Another set of applications aims to improve current wastewater treatment processes: for example, assisted methanogenesis improves digestibility in anaerobic digestors. In this case, the MET’s value is gauged by the extra organic loading rate that the digester can handle, which increases methane production. These “add-on” MET technologies can provide a straightforward way to introduce METs into the wastewater industry.

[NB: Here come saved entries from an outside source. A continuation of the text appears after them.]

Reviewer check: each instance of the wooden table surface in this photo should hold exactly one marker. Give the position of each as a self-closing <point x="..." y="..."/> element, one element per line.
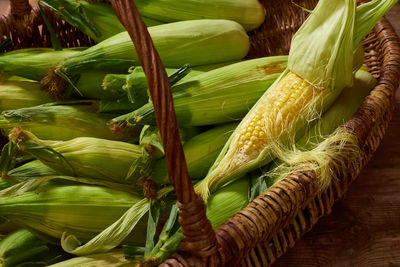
<point x="364" y="227"/>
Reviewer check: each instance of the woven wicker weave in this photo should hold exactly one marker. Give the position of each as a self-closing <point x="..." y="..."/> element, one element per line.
<point x="272" y="223"/>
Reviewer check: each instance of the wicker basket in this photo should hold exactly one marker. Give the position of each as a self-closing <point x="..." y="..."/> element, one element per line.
<point x="271" y="224"/>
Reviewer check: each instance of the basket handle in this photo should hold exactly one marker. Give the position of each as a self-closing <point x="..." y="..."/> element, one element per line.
<point x="20" y="7"/>
<point x="200" y="239"/>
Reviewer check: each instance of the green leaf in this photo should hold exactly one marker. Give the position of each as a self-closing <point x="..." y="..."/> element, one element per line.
<point x="154" y="215"/>
<point x="53" y="36"/>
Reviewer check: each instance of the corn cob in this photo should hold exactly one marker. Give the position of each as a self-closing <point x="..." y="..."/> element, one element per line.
<point x="97" y="20"/>
<point x="197" y="42"/>
<point x="34" y="63"/>
<point x="19" y="94"/>
<point x="83" y="157"/>
<point x="115" y="258"/>
<point x="307" y="88"/>
<point x="22" y="247"/>
<point x="62" y="122"/>
<point x="217" y="96"/>
<point x="342" y="109"/>
<point x="55" y="208"/>
<point x="233" y="197"/>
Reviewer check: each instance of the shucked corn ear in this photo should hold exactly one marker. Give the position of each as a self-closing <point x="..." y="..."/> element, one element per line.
<point x="54" y="208"/>
<point x="62" y="122"/>
<point x="235" y="196"/>
<point x="218" y="96"/>
<point x="97" y="20"/>
<point x="34" y="63"/>
<point x="19" y="94"/>
<point x="83" y="156"/>
<point x="341" y="110"/>
<point x="196" y="42"/>
<point x="316" y="74"/>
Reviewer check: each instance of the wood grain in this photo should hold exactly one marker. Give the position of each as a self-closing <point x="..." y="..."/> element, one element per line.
<point x="364" y="227"/>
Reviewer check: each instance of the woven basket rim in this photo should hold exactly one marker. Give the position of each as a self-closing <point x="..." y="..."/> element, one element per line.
<point x="363" y="122"/>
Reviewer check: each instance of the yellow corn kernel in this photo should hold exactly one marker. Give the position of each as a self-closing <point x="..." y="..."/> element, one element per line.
<point x="271" y="117"/>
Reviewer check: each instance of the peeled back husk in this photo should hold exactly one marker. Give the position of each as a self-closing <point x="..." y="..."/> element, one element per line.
<point x="218" y="96"/>
<point x="63" y="121"/>
<point x="34" y="63"/>
<point x="249" y="13"/>
<point x="59" y="207"/>
<point x="20" y="94"/>
<point x="82" y="157"/>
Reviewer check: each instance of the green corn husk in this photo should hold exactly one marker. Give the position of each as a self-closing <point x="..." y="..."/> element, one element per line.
<point x="326" y="64"/>
<point x="34" y="63"/>
<point x="150" y="139"/>
<point x="200" y="152"/>
<point x="56" y="208"/>
<point x="233" y="197"/>
<point x="22" y="247"/>
<point x="217" y="96"/>
<point x="230" y="199"/>
<point x="97" y="20"/>
<point x="19" y="94"/>
<point x="82" y="157"/>
<point x="105" y="86"/>
<point x="197" y="42"/>
<point x="114" y="258"/>
<point x="249" y="13"/>
<point x="30" y="170"/>
<point x="63" y="122"/>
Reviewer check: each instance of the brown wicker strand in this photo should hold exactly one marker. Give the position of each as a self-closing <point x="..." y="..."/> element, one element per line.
<point x="20" y="7"/>
<point x="200" y="238"/>
<point x="160" y="91"/>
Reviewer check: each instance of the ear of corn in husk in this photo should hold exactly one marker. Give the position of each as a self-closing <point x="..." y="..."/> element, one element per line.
<point x="316" y="74"/>
<point x="55" y="208"/>
<point x="30" y="170"/>
<point x="197" y="42"/>
<point x="34" y="63"/>
<point x="22" y="247"/>
<point x="83" y="156"/>
<point x="249" y="13"/>
<point x="19" y="94"/>
<point x="102" y="85"/>
<point x="341" y="110"/>
<point x="150" y="139"/>
<point x="153" y="150"/>
<point x="200" y="152"/>
<point x="97" y="20"/>
<point x="217" y="96"/>
<point x="114" y="258"/>
<point x="63" y="122"/>
<point x="231" y="199"/>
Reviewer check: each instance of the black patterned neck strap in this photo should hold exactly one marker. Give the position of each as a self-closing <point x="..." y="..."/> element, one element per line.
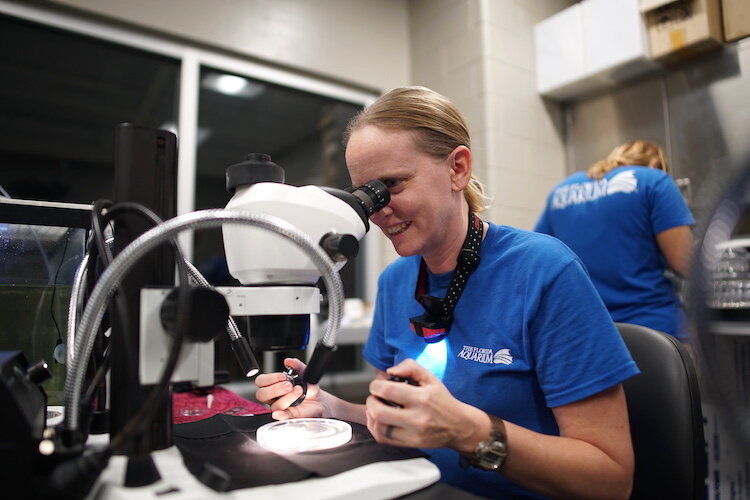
<point x="436" y="322"/>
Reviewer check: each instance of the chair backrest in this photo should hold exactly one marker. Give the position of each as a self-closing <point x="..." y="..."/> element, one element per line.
<point x="666" y="421"/>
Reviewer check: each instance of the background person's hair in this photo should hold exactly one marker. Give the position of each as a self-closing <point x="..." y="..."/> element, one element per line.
<point x="638" y="152"/>
<point x="438" y="125"/>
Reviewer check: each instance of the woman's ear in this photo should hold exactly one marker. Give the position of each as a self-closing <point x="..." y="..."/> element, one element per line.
<point x="461" y="168"/>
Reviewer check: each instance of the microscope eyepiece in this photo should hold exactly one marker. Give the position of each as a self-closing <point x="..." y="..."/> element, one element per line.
<point x="372" y="196"/>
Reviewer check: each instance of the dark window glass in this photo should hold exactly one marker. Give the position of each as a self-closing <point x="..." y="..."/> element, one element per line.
<point x="62" y="96"/>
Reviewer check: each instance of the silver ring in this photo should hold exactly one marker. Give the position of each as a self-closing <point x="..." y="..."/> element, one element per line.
<point x="389" y="432"/>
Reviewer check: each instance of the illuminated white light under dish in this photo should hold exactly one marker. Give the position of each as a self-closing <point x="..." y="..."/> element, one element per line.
<point x="303" y="434"/>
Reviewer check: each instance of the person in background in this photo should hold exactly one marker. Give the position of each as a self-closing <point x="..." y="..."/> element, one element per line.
<point x="517" y="364"/>
<point x="628" y="222"/>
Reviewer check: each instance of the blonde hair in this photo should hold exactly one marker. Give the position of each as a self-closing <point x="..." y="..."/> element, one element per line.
<point x="637" y="152"/>
<point x="438" y="125"/>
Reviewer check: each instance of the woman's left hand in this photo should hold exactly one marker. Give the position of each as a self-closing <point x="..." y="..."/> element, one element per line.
<point x="428" y="416"/>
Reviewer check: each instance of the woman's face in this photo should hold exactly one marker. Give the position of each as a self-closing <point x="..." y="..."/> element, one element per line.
<point x="423" y="196"/>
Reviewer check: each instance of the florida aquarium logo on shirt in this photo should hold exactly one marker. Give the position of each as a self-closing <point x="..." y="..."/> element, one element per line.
<point x="582" y="192"/>
<point x="484" y="355"/>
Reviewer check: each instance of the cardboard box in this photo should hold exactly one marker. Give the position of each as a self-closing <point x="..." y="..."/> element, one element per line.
<point x="736" y="16"/>
<point x="683" y="27"/>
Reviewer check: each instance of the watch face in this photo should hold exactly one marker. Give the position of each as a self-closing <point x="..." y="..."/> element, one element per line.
<point x="491" y="453"/>
<point x="493" y="456"/>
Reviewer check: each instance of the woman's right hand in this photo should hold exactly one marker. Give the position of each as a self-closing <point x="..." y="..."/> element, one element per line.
<point x="276" y="390"/>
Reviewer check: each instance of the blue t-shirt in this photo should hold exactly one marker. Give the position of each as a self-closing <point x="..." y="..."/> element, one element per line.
<point x="611" y="224"/>
<point x="530" y="333"/>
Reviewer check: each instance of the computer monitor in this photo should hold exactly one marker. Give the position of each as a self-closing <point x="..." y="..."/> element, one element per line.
<point x="42" y="244"/>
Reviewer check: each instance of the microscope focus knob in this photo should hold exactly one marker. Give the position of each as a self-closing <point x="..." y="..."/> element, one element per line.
<point x="340" y="247"/>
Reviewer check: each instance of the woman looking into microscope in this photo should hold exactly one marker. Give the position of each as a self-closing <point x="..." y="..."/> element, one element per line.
<point x="526" y="401"/>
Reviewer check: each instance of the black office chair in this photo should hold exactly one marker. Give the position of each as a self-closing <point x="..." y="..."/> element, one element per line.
<point x="666" y="421"/>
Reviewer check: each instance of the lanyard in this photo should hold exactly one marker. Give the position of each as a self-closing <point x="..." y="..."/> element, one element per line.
<point x="435" y="323"/>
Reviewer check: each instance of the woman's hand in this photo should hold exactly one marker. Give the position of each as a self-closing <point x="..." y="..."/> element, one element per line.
<point x="428" y="416"/>
<point x="276" y="390"/>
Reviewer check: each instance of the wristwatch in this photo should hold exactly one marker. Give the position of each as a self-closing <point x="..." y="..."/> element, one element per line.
<point x="490" y="453"/>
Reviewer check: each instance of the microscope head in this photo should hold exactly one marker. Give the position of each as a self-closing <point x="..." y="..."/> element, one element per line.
<point x="336" y="218"/>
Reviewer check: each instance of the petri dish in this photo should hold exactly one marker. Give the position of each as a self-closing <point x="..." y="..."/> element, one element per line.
<point x="303" y="434"/>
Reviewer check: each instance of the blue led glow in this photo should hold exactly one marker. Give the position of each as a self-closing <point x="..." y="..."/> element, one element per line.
<point x="434" y="357"/>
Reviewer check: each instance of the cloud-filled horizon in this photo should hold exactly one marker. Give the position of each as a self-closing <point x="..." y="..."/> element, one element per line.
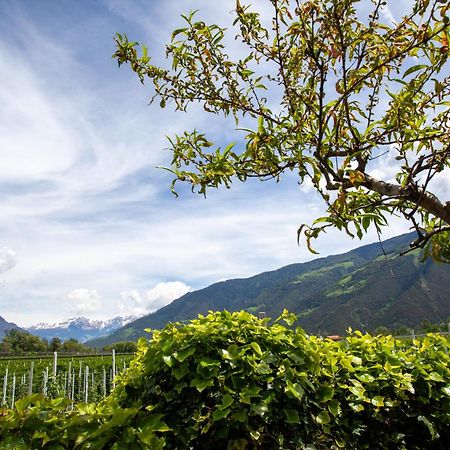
<point x="88" y="224"/>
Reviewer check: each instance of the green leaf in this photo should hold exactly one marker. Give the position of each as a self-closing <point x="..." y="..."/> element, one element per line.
<point x="257" y="348"/>
<point x="324" y="394"/>
<point x="291" y="416"/>
<point x="227" y="401"/>
<point x="220" y="414"/>
<point x="334" y="407"/>
<point x="323" y="418"/>
<point x="295" y="389"/>
<point x="153" y="423"/>
<point x="414" y="69"/>
<point x="435" y="377"/>
<point x="377" y="401"/>
<point x="185" y="353"/>
<point x="201" y="384"/>
<point x="430" y="426"/>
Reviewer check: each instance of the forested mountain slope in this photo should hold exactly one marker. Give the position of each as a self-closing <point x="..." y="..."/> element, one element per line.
<point x="362" y="289"/>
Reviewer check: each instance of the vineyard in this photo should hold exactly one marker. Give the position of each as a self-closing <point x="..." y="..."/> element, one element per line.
<point x="231" y="380"/>
<point x="80" y="378"/>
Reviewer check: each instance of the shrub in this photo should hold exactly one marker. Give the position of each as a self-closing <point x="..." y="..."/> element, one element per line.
<point x="232" y="381"/>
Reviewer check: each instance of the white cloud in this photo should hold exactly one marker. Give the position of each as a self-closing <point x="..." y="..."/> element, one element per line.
<point x="84" y="301"/>
<point x="164" y="293"/>
<point x="8" y="259"/>
<point x="132" y="302"/>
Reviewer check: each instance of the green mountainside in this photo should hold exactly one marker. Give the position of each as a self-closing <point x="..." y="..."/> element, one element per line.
<point x="362" y="289"/>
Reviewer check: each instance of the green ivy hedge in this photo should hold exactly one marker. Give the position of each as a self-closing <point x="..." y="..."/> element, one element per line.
<point x="232" y="381"/>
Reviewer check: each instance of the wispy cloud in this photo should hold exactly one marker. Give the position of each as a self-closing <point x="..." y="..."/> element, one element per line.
<point x="92" y="221"/>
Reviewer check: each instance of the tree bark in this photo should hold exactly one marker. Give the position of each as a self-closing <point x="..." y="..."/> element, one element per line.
<point x="426" y="200"/>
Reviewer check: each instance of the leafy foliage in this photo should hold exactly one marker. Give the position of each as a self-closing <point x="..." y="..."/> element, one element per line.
<point x="232" y="381"/>
<point x="331" y="88"/>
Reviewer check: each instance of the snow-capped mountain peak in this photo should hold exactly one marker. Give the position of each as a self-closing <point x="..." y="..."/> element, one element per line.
<point x="80" y="328"/>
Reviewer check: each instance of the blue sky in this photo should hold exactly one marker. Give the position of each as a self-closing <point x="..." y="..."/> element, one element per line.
<point x="88" y="225"/>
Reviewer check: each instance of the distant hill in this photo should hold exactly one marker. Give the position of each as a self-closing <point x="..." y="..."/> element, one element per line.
<point x="5" y="326"/>
<point x="79" y="328"/>
<point x="363" y="289"/>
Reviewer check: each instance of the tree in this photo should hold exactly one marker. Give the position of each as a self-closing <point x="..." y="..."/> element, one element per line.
<point x="331" y="88"/>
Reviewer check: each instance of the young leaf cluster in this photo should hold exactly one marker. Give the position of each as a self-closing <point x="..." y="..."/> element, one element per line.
<point x="232" y="381"/>
<point x="331" y="88"/>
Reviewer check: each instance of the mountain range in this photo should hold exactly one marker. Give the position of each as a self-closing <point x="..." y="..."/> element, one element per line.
<point x="5" y="326"/>
<point x="79" y="328"/>
<point x="366" y="288"/>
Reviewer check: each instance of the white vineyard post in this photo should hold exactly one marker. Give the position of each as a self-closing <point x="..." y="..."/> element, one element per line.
<point x="79" y="381"/>
<point x="86" y="384"/>
<point x="73" y="388"/>
<point x="13" y="393"/>
<point x="114" y="369"/>
<point x="30" y="383"/>
<point x="45" y="381"/>
<point x="93" y="383"/>
<point x="5" y="386"/>
<point x="69" y="379"/>
<point x="55" y="362"/>
<point x="104" y="382"/>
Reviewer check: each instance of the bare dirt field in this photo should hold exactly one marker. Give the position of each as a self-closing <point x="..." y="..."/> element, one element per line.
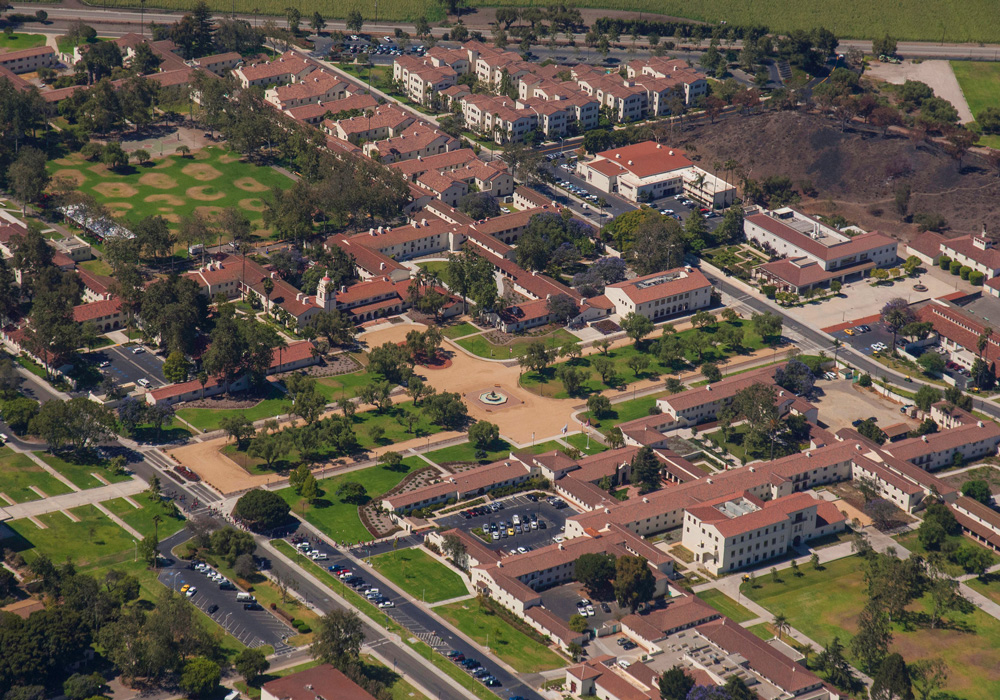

METs also have applications outside of directly treating the wastewater. For example, sensors based on microbial electrochemistry exploit the simplicity of electrical measurements to predict the metabolic health of wastewaters (7). By tracking current, electroactive bacteria make real-time monitoring of wastewater processes possible and effective. These monitors can then rapidly predict changes in the oxidation/reduction status in activated sludge and organic acid accumulation in anaerobic digesters. Sensing applications may be among the first MET technologies to reach full commercialization. Microbial electrochemistry also can be used to aid in situ remediation of groundwater by promoting the transport ionized contaminants [e.g., ammonium (NH₄⁺)].

The future of METs in the wastewater industry will depend in good measure on the success of these early technologies, but long-term success will not necessarily target the same goals. Like Schröder et al., we envision a future for METs in the wastewater field that implements resource recovery (direct or indirect) and automation through sensing technologies. Advances will be needed in MET materials, design configurations, and control of factors such as anode and cathode potentials and pH, as well as efficient recovery of high-value outputs. Through these improvements, METs could provide an attractive business model for wastewater treatment, allowing automated energy, nutrient, and water recovery to be readily implemented in industries and municipalities, including those with limited treatment capacity today.